BANDAR LAMPUNG — Parkir liar di ruas jalan protokol Kota Bandar Lampung bakal berhadapan dengan sanksi yang lebih keras. Dishub setempat mengancam memasang borgol roda pada kendaraan yang membandel. Langkah ini dinilai kontroversial namun efektif untuk mengurai kemacetan.
Borgol Roda, Gembosi Ban, atau Digerebek?
Socrat Pringgodanu mengungkapkan aturan penertiban parkir sudah mengakomodasi tindakan fisik semacam ini. “Dalam aturan memang ada tindakan seperti diborgol, dirantai, ataupun digembosi,” ujarnya, Rabu (3/6/2026).
Meski demikian, pihaknya masih mengedepankan pembinaan dan teguran. “Tetapi sampai saat ini kami masih mengutamakan pembinaan dan teguran kepada masyarakat,” tambahnya.
Mengapa Sanksi Ini Baru Disiapkan Sekarang?
Kebijakan ini muncul sebagai respons atas meluasnya parkir liar di titik-titik strategis. Kendaraan pelanggan hotel, rumah makan, dan kafe kerap meluber hingga memakan badan jalan protokol. Akibatnya, arus lalu lintas terganggu dan pengguna jalan lain terancam.
“Kalau sudah menggunakan badan jalan protokol, itu menjadi tanggung jawab Dishub dan pihak Lantas untuk melakukan penertiban,” tegas Socrat.

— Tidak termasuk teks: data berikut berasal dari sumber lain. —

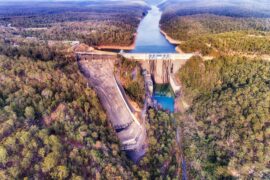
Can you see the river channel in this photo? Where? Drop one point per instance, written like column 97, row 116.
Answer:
column 150, row 40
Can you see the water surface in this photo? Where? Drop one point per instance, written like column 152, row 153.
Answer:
column 149, row 38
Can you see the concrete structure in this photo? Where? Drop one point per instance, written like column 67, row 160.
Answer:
column 162, row 66
column 100, row 74
column 98, row 68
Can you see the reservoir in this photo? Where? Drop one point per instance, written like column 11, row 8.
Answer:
column 149, row 38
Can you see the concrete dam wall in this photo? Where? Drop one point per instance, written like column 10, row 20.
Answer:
column 100, row 74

Efek Jera vs. Kontroversi di Lapangan
Pemasangan borgol roda dinilai sebagai cara cepat memberikan efek jera. Namun, langkah ini juga berpotensi memicu protes dari pemilik kendaraan yang merasa diperlakukan tidak proporsional. Dishub memastikan tindakan ini bukan untuk menghukum, melainkan menegakkan aturan demi kenyamanan bersama.
“Kalau memang sudah terlalu mengganggu lalu lintas dan membahayakan pengguna jalan, tentu bisa saja dilakukan tindakan lebih tegas,” ujar Socrat.
Mobil Derek Belum Jadi Prioritas
Meski ancaman borgol roda sudah diwacanakan, Dishub Bandar Lampung memastikan belum berencana mengangkut kendaraan pelanggar menggunakan mobil derek. Artinya, sanksi yang paling mungkin diterapkan dalam waktu dekat adalah penguncian roda atau perantian ban.
Dishub bersama Satlantas akan terus memperketat pengawasan di sejumlah titik rawan parkir liar. Pengawasan difokuskan di ruas jalan protokol yang selama ini menjadi keluhan utama warga.